Le parlement irlandais approuve la liquidation d'Anglo Irish

le 07/02/2013 L'AGEFI Quotidien / Edition de 7H

Le texte adopté dans la nuit permettrait au pays d'éviter de débourser les 3,1 milliards d'euros par an prévus pour la banque jusqu'en 2023

Le gouvernement irlandais a fait adopter en urgence par le parlement un projet de loi visant à liquider Anglo Irish Bank dans le cadre d'un accord qu'il espère conclure avec la Banque centrale européenne (BCE) visant à alléger le fardeau de son endettement bancaire. Le Premier ministre Enda Kenny avait mis en jeu la crédibilité de son gouvernement sur ce nouveau plan visant à réduire la charge que représente la banque depuis son sauvetage en 2008. «Cela met fin à un chapitre triste et tragique de l'histoire de notre économie», a-t-il commenté devant les élus ayant soutenu le texte par 113 voix contre 36.

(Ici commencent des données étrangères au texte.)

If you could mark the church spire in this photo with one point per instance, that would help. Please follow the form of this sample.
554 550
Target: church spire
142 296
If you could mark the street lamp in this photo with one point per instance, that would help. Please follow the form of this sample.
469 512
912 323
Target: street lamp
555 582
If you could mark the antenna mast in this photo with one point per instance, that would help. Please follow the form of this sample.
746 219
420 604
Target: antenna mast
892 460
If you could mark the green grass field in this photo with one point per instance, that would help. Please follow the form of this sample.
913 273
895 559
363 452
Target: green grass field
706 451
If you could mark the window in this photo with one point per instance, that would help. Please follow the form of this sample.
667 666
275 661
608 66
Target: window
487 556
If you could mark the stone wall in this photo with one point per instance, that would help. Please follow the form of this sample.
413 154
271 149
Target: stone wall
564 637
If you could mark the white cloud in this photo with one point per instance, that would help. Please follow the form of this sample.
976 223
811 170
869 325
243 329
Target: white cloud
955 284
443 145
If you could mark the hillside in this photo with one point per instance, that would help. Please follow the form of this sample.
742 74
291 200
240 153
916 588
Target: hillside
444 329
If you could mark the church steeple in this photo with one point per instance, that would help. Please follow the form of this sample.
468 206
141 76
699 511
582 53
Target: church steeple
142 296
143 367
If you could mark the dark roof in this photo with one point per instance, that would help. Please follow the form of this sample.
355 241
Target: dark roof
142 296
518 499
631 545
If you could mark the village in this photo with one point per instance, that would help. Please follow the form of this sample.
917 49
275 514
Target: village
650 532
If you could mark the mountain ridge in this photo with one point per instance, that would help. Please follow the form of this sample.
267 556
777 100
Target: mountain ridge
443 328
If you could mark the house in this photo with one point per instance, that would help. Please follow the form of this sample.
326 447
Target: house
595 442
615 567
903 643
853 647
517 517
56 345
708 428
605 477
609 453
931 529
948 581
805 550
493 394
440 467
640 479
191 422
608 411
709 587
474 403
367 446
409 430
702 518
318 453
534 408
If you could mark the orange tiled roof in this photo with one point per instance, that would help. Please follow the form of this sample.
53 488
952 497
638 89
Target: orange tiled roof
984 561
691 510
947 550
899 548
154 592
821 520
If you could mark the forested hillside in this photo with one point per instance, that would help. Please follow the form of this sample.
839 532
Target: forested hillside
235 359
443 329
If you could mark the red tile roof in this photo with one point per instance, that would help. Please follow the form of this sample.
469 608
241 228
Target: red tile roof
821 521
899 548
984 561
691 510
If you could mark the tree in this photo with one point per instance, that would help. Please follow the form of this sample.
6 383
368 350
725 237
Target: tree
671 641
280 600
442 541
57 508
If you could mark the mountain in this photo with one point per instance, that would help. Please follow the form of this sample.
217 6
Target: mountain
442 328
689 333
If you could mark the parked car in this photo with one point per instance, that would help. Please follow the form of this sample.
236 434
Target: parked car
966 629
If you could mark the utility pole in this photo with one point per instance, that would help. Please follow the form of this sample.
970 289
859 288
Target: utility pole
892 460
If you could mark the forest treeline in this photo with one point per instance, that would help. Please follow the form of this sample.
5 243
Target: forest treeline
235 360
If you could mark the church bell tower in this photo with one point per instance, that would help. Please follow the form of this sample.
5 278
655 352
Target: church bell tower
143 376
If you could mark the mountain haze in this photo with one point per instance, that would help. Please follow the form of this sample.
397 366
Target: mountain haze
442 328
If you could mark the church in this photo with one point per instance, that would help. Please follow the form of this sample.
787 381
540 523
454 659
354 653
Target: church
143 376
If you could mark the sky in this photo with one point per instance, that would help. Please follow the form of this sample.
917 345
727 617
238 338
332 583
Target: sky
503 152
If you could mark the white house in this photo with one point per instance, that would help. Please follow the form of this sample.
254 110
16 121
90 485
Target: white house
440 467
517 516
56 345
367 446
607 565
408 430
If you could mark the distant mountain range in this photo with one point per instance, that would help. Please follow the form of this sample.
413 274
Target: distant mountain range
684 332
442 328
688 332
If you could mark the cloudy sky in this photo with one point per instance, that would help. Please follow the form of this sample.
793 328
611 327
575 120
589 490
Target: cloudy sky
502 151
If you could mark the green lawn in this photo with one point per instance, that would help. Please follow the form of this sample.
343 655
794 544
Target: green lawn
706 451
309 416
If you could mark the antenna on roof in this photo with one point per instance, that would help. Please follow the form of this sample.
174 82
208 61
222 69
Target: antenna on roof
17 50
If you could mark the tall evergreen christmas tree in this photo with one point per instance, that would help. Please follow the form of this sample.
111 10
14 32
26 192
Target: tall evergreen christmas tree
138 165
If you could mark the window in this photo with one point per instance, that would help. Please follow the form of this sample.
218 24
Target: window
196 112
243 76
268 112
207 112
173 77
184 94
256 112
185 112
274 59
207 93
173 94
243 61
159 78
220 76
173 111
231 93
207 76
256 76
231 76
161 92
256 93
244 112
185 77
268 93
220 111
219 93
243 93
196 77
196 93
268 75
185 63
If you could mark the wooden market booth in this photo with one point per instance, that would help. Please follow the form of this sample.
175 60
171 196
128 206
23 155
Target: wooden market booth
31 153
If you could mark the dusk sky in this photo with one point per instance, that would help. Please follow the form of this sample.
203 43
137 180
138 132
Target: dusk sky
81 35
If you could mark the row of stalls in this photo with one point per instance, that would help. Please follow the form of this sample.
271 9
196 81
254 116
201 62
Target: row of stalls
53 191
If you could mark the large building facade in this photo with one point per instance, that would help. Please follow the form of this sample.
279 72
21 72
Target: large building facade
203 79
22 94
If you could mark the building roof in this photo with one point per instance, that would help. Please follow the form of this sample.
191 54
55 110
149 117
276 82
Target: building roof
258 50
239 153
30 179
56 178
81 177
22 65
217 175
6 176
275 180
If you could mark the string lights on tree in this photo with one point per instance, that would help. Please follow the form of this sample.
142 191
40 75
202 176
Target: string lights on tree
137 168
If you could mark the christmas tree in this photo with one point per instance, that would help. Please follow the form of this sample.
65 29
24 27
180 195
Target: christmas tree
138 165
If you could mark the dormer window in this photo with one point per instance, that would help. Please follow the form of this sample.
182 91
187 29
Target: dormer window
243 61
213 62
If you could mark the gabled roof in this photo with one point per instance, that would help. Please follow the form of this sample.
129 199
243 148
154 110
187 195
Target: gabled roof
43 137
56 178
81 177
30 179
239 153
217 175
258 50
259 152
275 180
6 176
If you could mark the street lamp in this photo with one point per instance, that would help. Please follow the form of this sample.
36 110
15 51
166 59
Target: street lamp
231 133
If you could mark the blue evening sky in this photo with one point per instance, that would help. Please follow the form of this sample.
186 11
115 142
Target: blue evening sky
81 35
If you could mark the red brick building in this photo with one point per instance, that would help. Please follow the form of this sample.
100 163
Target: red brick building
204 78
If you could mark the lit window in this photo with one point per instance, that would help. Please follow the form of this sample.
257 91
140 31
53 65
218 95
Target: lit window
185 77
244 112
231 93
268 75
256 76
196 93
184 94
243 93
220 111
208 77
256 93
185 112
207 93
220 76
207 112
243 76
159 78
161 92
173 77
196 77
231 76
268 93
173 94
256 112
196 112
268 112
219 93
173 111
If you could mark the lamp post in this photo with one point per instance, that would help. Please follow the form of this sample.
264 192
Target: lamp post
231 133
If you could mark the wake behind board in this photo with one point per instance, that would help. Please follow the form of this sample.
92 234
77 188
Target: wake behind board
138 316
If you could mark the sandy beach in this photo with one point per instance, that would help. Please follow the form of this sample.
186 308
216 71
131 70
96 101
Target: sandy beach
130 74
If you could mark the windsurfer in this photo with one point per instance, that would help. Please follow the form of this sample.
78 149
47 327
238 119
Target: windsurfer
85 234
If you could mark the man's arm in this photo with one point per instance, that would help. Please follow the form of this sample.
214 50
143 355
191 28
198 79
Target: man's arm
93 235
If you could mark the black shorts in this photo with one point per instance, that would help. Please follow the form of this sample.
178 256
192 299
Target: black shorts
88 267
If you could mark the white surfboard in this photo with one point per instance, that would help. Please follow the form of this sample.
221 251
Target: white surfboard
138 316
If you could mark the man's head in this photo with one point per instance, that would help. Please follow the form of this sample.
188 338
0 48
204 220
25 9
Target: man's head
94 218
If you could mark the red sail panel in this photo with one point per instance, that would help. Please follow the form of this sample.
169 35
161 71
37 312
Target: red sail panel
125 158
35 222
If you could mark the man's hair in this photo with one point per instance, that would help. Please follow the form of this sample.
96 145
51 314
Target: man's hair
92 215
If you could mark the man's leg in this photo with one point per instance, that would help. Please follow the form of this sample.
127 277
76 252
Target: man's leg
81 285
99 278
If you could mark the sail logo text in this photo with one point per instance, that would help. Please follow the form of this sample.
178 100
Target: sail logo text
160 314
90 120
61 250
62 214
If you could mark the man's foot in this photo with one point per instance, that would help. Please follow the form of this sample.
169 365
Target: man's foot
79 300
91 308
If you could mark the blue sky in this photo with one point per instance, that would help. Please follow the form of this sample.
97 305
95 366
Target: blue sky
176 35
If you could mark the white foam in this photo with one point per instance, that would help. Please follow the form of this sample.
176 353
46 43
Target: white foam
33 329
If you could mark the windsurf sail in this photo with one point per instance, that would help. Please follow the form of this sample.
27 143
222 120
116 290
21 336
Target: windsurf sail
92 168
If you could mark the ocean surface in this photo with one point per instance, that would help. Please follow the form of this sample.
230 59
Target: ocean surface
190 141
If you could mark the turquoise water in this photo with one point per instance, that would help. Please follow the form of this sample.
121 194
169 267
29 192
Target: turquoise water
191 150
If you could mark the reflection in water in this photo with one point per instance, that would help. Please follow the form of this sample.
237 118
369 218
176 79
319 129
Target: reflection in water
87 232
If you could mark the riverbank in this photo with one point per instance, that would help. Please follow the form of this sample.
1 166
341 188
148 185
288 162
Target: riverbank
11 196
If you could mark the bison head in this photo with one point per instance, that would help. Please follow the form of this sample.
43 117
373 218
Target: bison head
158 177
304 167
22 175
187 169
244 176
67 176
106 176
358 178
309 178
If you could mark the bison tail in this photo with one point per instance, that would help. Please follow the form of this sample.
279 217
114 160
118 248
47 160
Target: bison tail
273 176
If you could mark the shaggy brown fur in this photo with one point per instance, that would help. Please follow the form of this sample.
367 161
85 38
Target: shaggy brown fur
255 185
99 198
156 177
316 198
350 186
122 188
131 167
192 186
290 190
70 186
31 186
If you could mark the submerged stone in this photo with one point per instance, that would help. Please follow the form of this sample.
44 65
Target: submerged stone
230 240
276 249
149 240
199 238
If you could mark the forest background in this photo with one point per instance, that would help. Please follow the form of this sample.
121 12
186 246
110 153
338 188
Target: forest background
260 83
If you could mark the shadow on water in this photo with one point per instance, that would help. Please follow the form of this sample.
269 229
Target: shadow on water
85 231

Patrick Honohan, gouverneur de la banque centrale irlandaise, a proposé mercredi une nouvelle solution à ses pairs lors d'une réunion organisée dans la soirée. Selon les termes de ce projet, Anglo Irish, désormais renommée, IBRC, sera liquidée si bien que le gouvernement irlandais ne sera plus tenu d'effectuer le versement annuel de 3,1 milliards d'euros prévu dans le plan d'aide, d'un montant initial de 28 milliards d'euros, à travers des instruments connus sous le nom de promissory notes. Dublin cherche en effet à éviter de débourser chaque année ces 3,1 milliards jusqu’en 2023.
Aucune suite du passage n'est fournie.